Posted by inet - 2005-10-19

SAN JOSE, Calif. — Als the fab-tool industry appears to have stalled, North American-based manufacturers of semiconductor equipment posted a book-to-bill ratio of 1.02 in September, down from 1.05 in August, according to the Semiconductor Equipment and Materials International (SEMI) trade group.

A book-to-bill of 1.02 means that $102 worth of orders were received for every $100 of product billed for the month. The SEMI book-to-bill is a ratio of three-month moving averages of worldwide bookings and billings for North American-based semiconductor equipment manufacturers.

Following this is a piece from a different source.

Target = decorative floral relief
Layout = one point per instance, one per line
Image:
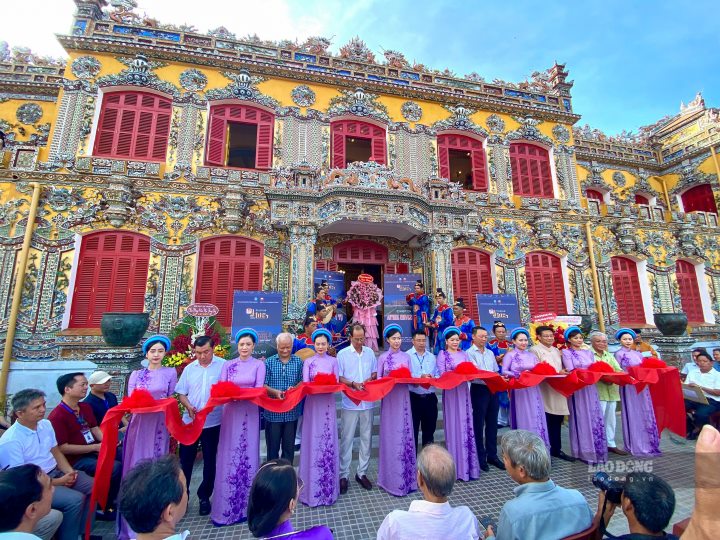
(303, 96)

In August, the book-to-bill ratio for North American-based suppliers of semiconductor equipment went above parity for the first time in recent memory, but the industry remains in a slump. North American-based manufacturers of semiconductor equipment posted a book-to-bill ratio of 1.05 in August, up from 0.93 in July, according to SEMI (San Jose).

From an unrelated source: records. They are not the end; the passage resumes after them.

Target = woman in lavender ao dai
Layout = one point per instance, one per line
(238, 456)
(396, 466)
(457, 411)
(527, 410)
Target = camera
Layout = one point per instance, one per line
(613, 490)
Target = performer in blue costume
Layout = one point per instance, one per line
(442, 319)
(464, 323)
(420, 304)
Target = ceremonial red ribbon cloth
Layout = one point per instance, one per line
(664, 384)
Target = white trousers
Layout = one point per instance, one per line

"The book-to-bill ratio is above parity for the second month sequentially, with bookings and billings remaining essentially unchanged from the prior three-month average period," said Stanley T. Myers, president and CEO of SEMI, in a statement. "Chipmakers are currently maintaining conservative spending patterns although we see indications of improving capacity utilization levels."

The three-month average of worldwide bookings was $1.09 billion in September, down 1 percent below the revised August 2005 level of $1.10 billion and 19 percent below the $1.35 billion in orders posted in September 2004.

The three-month average of worldwide billings in September 2005 was $1.07 billion. The billings figure is one percent above the revised August 2005 level of $1.06 billion and 26 percent below the September 2004 billings level of $1.44 billion.

Chip-equipment makers have reported mixed results over the last week. Lithography equipment company ASML Holding NV last week claimed it is leading in the race to offer scanners for 45-nm chip manufacturing as it produced a steady, if unspectacular, set of financial results for the third quarter of 2005.

During a conference call last week, ASML said it sees a flat Q4. The company also confused the market by projecting growth in 2006 despite having a flattish sales forecast for next year.

Eric Meurice, president and chief executive of ASML, indicated that the equipment market in 2006 could resemble that of 2005. “The first half of 2006 looks strong,” he said, noting that the market looks uncertain — if not slow — in the second of 2006.

On Monday (Oct. 18), Novellus Systems Corp. missed its forecast for the third quarter, causing its stock to drop over 12 percent by Tuesday (Oct. 19).

“Our analysis shows that Novellus' overall market share is stronger with memory customers than it is with logic customers,” said Bill Lu, an analyst with Piper Jaffray. “In a nutshell, the company does better with HDP-CVD (memory) than with PECVD (logic), and while electroplating (logic) market share helps to offset some of the difference, we don't believe the electroplating market is big enough.”

Novellus’ Q4 forecast calls for orders to be flat-to-up 10 percent ($287-to-$316 million), shipments and revenues down 5-to-10 percent and EPS of $0.15-to-$0.17. Wall Street expected an EPS of $0.24 on sales of $331 million for Q4, said Avinash Kant, who watches the fab-tool industry for investment banking firm Adams Harkness Inc., in a report.

Even the “small caps” are taking a hit. “We are lowering our recommendation on Zygo Corporation to a ‘Hold’ from a ‘Buy,’ ” said Darice Liu, an analyst with Maxim Group LLC. “While it is our belief that business remains strong and that the upcoming quarter is intact, we believe that investors should wait for a more favorable entry point.”

Metrology vendor Zygo will report its results on Oct. 27. “The company continues to outperform the semicap industry and has been focused on expanding its product portfolio and gaining market share,” Liu said.

“In the past two years, the company has added Nikon (for its 193-nm platform -- dry and wet) and Intralase to its revenue generating customer list,” he said. “It has also expanded into the semiconductor OEM world with its back end metrology tool and is currently making strides with a large North American IDM.”